Kafesten çıkıp heyecan ile Denizin yanına geldi." Bu gece sonunda meyhaneye gidiyoruz Özal" Hay hay diyerek başını salladı Deniz. Onlar için bu gelenekti. Her maçtan sonra bir kadeh içerlerdi beraber maçı kazansın kaybetsin fark etmeksizin.

Hakem ortadan durdu kollarını iki yana tekrar açtı." Şimdi ki müsabaka yine kadın ve erkek arasında olacak." İzeyiciler gülmedi bu sefer. Biraz önce olan maçtan sonra düşünceleri götlerinde patlamıştı." Önce erkek ile başlayalım yine . Onu hepiniz biliyorsunuz bu zamana kadar kayıp ettiği bir maç dahi görülmemiştir. Yumruğunu büken bir babayiğit daha dünyaya gelmedi." Kim olduğunu anlamış olan izleyiciler tekrar çoştular . Hakem kim olduğunu söylemeden tek bir isim çıktı ağızlarından. Ayıboğan. Güldü hakem." Ta kendisi." Elleri kafesin kapısa döndü." Karşınızda Ayıboğan!"

Kafesin içine bir doksan boylarında , dev cüsseli , adamdan dört adam çıkacak bir cüse, kafası tamamen kel olan bir adam çıktı. Gözleri bile kana susamış haldeydi. Teller yerinden çıkartılmak ister gibi sarsıldı. İzleyiciler yüksek sesle Ayıboğanın ismini haykırdılar.

" Ayıboğan !"

" Ayıboğan!"

" Ayıboğan!"

Hakemin yanında durdu Ayıboğan. Hakem korku ile bir adım geriledi." Kadına geçelim.
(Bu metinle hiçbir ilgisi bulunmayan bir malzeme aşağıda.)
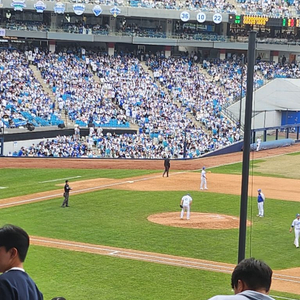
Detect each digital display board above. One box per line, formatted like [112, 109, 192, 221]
[229, 14, 300, 27]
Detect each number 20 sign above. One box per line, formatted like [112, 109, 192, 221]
[197, 13, 206, 23]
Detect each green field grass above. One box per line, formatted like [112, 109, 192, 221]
[0, 156, 300, 300]
[0, 169, 157, 199]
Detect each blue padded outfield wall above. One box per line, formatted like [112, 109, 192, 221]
[281, 110, 300, 126]
[250, 139, 295, 151]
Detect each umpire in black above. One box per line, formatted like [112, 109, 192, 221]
[61, 180, 71, 207]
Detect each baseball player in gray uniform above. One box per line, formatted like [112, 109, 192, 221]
[200, 167, 207, 190]
[290, 214, 300, 248]
[180, 194, 193, 220]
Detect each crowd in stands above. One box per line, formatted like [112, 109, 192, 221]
[0, 47, 300, 158]
[0, 50, 58, 127]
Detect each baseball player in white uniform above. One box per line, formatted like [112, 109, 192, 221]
[200, 167, 207, 190]
[257, 189, 266, 217]
[290, 214, 300, 248]
[180, 194, 193, 220]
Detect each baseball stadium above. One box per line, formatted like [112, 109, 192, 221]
[0, 0, 300, 300]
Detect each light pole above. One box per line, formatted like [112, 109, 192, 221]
[239, 54, 245, 128]
[0, 115, 9, 156]
[183, 127, 186, 159]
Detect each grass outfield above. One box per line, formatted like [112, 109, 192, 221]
[0, 156, 299, 300]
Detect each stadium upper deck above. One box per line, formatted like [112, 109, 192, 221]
[0, 0, 300, 62]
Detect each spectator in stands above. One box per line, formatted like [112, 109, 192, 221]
[210, 258, 274, 300]
[0, 225, 43, 300]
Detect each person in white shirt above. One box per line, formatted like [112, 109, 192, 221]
[200, 167, 207, 190]
[257, 189, 266, 218]
[290, 214, 300, 248]
[180, 194, 193, 220]
[209, 257, 274, 300]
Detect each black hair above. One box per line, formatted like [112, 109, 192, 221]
[231, 257, 273, 292]
[0, 224, 29, 262]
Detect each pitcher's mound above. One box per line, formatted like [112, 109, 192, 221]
[148, 212, 251, 229]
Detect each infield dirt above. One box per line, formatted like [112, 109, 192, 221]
[0, 145, 300, 295]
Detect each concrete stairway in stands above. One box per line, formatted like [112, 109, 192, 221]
[29, 65, 71, 128]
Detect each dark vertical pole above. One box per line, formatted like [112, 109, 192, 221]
[238, 31, 256, 262]
[239, 54, 244, 128]
[183, 128, 186, 159]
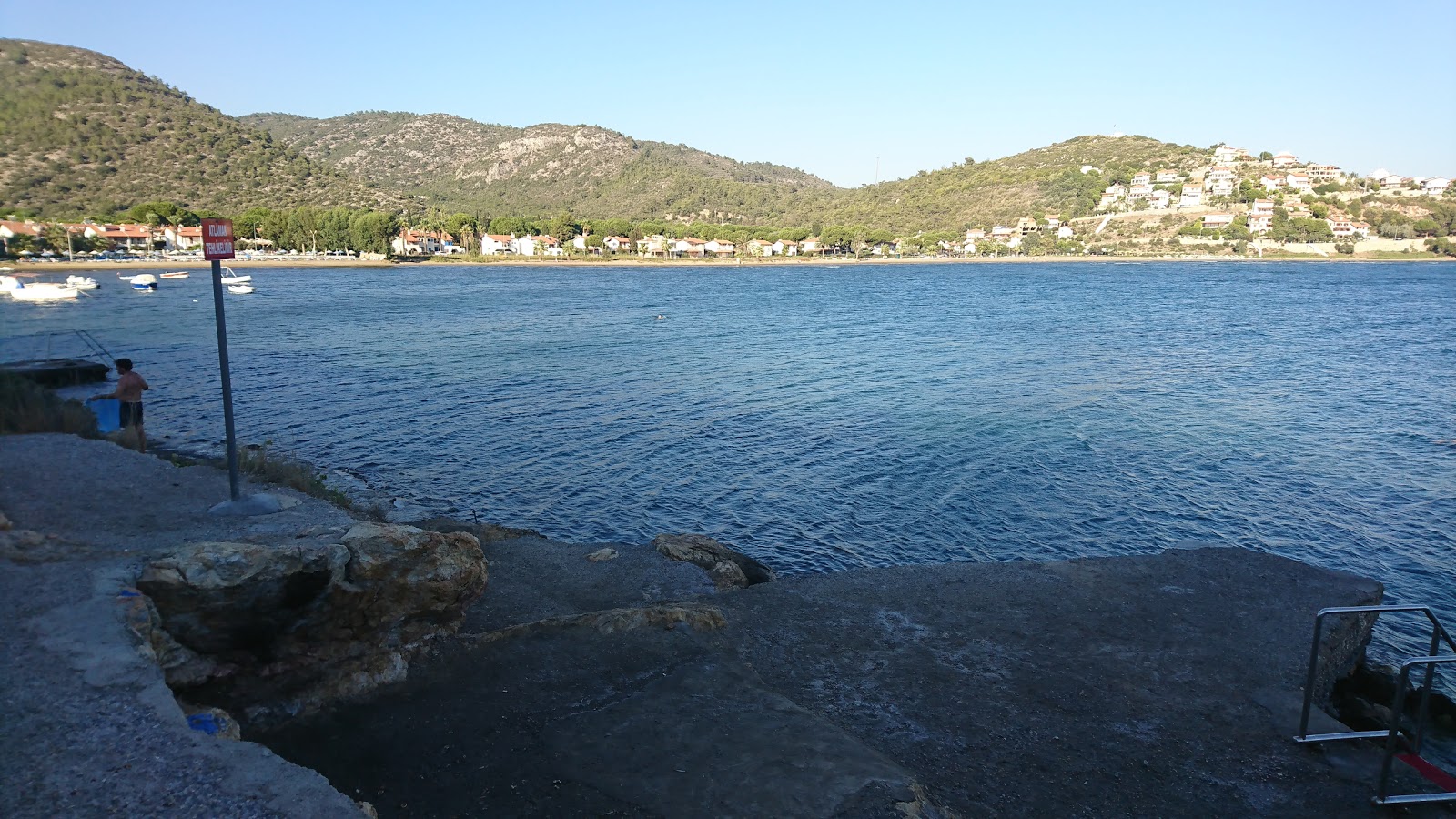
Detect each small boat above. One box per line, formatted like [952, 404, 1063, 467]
[10, 281, 80, 301]
[218, 264, 253, 284]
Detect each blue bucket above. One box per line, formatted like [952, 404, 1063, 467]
[87, 398, 121, 433]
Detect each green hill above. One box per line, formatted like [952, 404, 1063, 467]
[0, 39, 400, 218]
[823, 137, 1208, 232]
[0, 39, 1208, 235]
[243, 111, 840, 223]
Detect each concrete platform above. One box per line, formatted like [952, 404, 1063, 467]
[264, 541, 1447, 817]
[0, 436, 1451, 817]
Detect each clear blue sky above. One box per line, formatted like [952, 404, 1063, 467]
[0, 0, 1456, 187]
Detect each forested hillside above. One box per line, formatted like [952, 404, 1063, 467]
[823, 137, 1208, 232]
[243, 111, 839, 221]
[0, 39, 400, 218]
[0, 39, 1228, 233]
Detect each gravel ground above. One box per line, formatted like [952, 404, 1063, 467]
[0, 434, 359, 819]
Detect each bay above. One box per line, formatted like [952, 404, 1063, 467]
[0, 262, 1456, 650]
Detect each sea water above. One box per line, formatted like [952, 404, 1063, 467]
[0, 262, 1456, 658]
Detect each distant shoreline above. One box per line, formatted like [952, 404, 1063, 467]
[5, 254, 1456, 274]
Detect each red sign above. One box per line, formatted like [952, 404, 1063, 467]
[202, 218, 238, 261]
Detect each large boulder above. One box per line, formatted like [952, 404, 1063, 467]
[133, 523, 486, 722]
[652, 535, 777, 589]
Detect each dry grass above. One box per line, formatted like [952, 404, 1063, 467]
[238, 441, 354, 509]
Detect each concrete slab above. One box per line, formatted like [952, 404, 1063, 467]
[262, 539, 1441, 817]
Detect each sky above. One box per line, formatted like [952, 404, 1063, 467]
[0, 0, 1456, 187]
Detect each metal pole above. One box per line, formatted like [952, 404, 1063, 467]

Kendisi hafife alınmayacak bir kadın. Erkek gücü onun yanında halt etmiş. On adama bedel bir güç." Elli kafesin kapısa döndü." Karşınızda Özal!"

Deniz yerinden çıktı. Üzerinde bulunan siyah kapşonu sıyırdı kolları arasından beyaz atleti ile kaldı. Kafesin içine girdi kapşonu kenara attı. Gözleri buz gibiydi. İzleyiciler yine güldü onlara göre Ayıboğanı yenecek kimse yoktu. Ayıboğan yenilmezdi.

Hakemin yanında durdu Deniz. Ayıboğan güldü alayla." Yazık olacak böyle bir güzelliğe."

Deniz ters baktı. Dayak yerse de hakkıyla dayak yer öyle çıkardı.

Hakem sessizce Denize mırıldandı." İstersen şimdi çekilebilrsin." Ayıboğana yandan ürekek bir bakış attı." Bu adam seni tek yumrukta öldürecek güçte."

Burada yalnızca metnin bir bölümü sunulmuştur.